Y ante esto surgen varias preguntas. Una de ellas gira en torno
al porqué la solidaridad internacional sólo se expresa
en situaciones de desastre evidente. No quiero decir con esto que
no debiera solidarizarse el mundo ante países que sufren
una desgracia de este tipo. Lo que quiero transmitir es ¿por
qué no se buscan mecanismos de solidaridad más amplios
que no sólo incluyan ayuda de emergencia ante grandes desastres
sino también a paliar situaciones de atraso y miseria que
parecieran inherentes a los proyectos de desarrollo capitalista?
¿Quién ayuda a los damnificados del desarrollo?
Precisamente, a partir de esta inquietud
es que quiero realizar algunos comentarios tomando como pretexto
una novela de Dominique Lapierre, La Ciudad de la Alegría,
la cual, como sucede con toda buena novela-documento, puede ser
comentada desde distintos puntos de vista. Desde un enfoque humano
y filosófico es una obra que nos llama la atención
acerca de la solidaridad humana en tiempos críticos y acerca
de la búsqueda de la felicidad más allá del
éxito económico y la posesión de bienes materiales.

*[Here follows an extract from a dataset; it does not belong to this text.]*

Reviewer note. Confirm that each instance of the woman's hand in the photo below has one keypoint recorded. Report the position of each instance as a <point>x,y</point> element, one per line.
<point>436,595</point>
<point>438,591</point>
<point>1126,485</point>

La gente que Dominique Lapierre
describe en esta obra es gente pobre –pobrísima–
pero feliz en un sentido que no se encuentra fácilmente en
los barrios altos o medios de otros países más prósperos.

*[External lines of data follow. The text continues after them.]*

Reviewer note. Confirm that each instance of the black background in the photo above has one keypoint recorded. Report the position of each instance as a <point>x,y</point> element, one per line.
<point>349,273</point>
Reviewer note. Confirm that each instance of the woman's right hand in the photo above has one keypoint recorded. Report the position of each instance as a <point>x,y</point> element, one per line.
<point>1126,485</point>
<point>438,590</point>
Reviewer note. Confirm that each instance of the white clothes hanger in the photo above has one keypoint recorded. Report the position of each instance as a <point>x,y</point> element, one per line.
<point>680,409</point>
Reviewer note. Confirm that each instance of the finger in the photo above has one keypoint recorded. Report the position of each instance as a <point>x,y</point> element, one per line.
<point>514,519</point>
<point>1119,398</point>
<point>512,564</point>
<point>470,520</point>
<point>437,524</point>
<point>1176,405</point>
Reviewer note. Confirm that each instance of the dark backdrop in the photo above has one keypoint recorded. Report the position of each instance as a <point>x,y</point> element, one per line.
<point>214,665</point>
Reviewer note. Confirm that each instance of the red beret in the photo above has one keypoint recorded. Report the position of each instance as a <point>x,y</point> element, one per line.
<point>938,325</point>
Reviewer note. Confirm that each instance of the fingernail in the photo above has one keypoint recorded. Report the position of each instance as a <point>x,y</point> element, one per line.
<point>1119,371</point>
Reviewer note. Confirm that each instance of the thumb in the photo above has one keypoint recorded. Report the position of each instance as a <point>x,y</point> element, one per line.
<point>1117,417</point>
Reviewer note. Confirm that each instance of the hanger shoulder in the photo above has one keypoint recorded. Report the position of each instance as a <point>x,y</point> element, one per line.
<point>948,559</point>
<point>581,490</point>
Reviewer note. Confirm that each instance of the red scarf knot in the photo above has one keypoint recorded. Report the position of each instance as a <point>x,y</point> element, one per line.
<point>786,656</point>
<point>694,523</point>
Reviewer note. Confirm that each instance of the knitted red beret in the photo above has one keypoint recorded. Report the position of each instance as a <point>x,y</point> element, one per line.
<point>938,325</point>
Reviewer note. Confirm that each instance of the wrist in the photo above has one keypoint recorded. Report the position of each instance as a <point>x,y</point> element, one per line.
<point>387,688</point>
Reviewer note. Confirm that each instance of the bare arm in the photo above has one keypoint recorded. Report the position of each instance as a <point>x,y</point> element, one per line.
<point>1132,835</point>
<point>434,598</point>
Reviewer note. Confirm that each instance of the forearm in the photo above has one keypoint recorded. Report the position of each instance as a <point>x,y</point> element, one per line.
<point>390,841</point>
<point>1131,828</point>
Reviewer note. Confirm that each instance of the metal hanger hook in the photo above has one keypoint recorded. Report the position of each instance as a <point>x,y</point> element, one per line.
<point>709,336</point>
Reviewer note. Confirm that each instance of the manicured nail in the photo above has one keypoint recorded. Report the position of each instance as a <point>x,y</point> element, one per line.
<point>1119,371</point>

La supervivencia se convierte en una hazaña cotidiana para
los pobladores de los numerosos barrios pobres de la India, protagonistas
múltiples de este texto de Lapierre. Pero la hazaña
de la supervivencia en lugares como los slum de Calcuta, es compartida
por personas que, debido a nobles sentimientos e ideales elevados,
elige vivir entre los desheredados del mundo y compartir con ellos
sus dichas e infortunios, aun teniendo la posibilidad de vivir cómodamente
en sus lugares de origen. Tales son los casos del médico
norteamericano (Max Loeb) originario de Miami, del sacerdote Paul
Lambert que llegó de Francia, así como de la figura
magna e increíble de la Madre Teresa.
Desde un punto de vista sociológico
e histórico el ambiente que describe el autor es el de un
país tercermundista (la India de los años posteriores
a la segunda guerra mundial) que intenta adaptarse al mundo moderno
y paga caro el intento, tal como ha sucedido a otros países
pobres, que además han padecido la explotación colonialista
en su suelo.
Lapierre nos cuenta del gradual
empobrecimiento de las familias rurales indias y su consecuente
emigración a las grandes ciudades, en donde hace tiempo ya
se ha terminado el sueño de la riqueza posible. Con este
proceso se da también la desarticulación de los grandes
núcleos familiares, rurales y tradicionales, que pasan a
convertirse sólo en una referencia nostálgica de los
individuos, envueltos en las relaciones sociales y laborales del
mundo moderno. Describe, pues, la trágica e inevitable confrontación
entre el campo y la ciudad, en donde el eterno perdedor es el campo
atrasado, arrastrando a gran parte de la sociedad en este proceso.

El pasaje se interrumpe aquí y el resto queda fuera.